2003年6月に実施した神津島島内のGPSによる観測結果を、過去6回実施した観測結果と比較したものが(図1)と(図2)です。
今回の観測結果では、水平成分の変動量はほぼ三宅島噴火活動以前の変動量かそれ以下となっています。また、ベクトルの向きはほぼ従来の方向へ戻っているように見えます。
2002年7月、2003年6月及び11月に実施した神津島及び銭洲におけるGPS観測結果より求まった水平方向及び上下方向の移動量を1年間の移動速度に換算したものが(図3)(図4)(図5)(図6)です。
- (詳細):
- 図3及び図4は、海上保安庁下里水路観測所を基点とし解析した各点の変動速度ベクトルを1年あたりに換算したベクトルに、同基点のユーラシアプレートに対する相対速度ベクトル (注)で補正したものを示しました。

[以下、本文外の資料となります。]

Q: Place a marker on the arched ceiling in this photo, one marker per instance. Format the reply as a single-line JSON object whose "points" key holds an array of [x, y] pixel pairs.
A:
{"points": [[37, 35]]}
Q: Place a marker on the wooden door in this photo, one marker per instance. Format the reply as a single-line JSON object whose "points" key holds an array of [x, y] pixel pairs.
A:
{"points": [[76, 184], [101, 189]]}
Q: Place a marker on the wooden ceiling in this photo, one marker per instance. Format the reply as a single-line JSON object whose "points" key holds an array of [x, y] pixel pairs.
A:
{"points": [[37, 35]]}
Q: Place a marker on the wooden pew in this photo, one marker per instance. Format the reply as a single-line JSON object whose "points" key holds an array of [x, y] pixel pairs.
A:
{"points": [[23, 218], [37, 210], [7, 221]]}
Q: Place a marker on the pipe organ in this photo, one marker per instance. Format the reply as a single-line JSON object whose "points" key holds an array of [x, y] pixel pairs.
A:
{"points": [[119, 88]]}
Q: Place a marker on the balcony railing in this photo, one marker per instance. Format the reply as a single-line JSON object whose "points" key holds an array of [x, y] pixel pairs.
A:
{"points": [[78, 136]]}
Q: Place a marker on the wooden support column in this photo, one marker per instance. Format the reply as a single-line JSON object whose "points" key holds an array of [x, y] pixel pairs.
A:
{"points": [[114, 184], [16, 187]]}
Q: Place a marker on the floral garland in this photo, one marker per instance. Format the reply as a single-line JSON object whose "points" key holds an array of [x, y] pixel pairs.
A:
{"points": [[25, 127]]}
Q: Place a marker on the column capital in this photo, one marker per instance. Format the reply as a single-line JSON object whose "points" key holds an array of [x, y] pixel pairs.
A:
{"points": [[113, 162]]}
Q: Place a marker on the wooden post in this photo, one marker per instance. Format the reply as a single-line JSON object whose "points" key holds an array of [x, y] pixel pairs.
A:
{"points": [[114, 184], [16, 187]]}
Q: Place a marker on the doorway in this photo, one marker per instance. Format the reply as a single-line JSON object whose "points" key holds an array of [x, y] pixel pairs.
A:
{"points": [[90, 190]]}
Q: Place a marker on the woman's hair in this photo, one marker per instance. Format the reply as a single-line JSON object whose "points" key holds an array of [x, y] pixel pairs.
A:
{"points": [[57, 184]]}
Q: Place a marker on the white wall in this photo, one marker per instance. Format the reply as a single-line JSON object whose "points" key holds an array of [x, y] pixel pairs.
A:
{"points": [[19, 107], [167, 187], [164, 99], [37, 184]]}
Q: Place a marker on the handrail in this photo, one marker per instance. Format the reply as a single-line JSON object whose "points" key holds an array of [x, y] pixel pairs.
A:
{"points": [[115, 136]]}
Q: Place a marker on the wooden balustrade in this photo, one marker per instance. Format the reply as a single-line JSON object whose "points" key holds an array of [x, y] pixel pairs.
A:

- 図5及び図6は同基点を基準とした上下成分の変動を示しました。
- (注):
- 海上保安庁下里水路観測所のユーラシアプレートに対する速度ベクトル
- (291°、32mm/yr:Sengoku(1998))
ユーラシアプレート安定域に対する銭洲の水平方向の変動を見ると、いずれも西北西方向へ約4cm/year程度となっており、最近の傾向として落ち着いた変動傾向を示しています。
ベクトルの方向についてはフィリピン海プレートの動きから予測されるものよりも有意に西向きにずれており、伊豆半島南部に見られる変動傾向に近くなっています。(cf.田部井他(1999))
図に見られる上下変動が有意なものであるかどうかは現在のところ判断できません。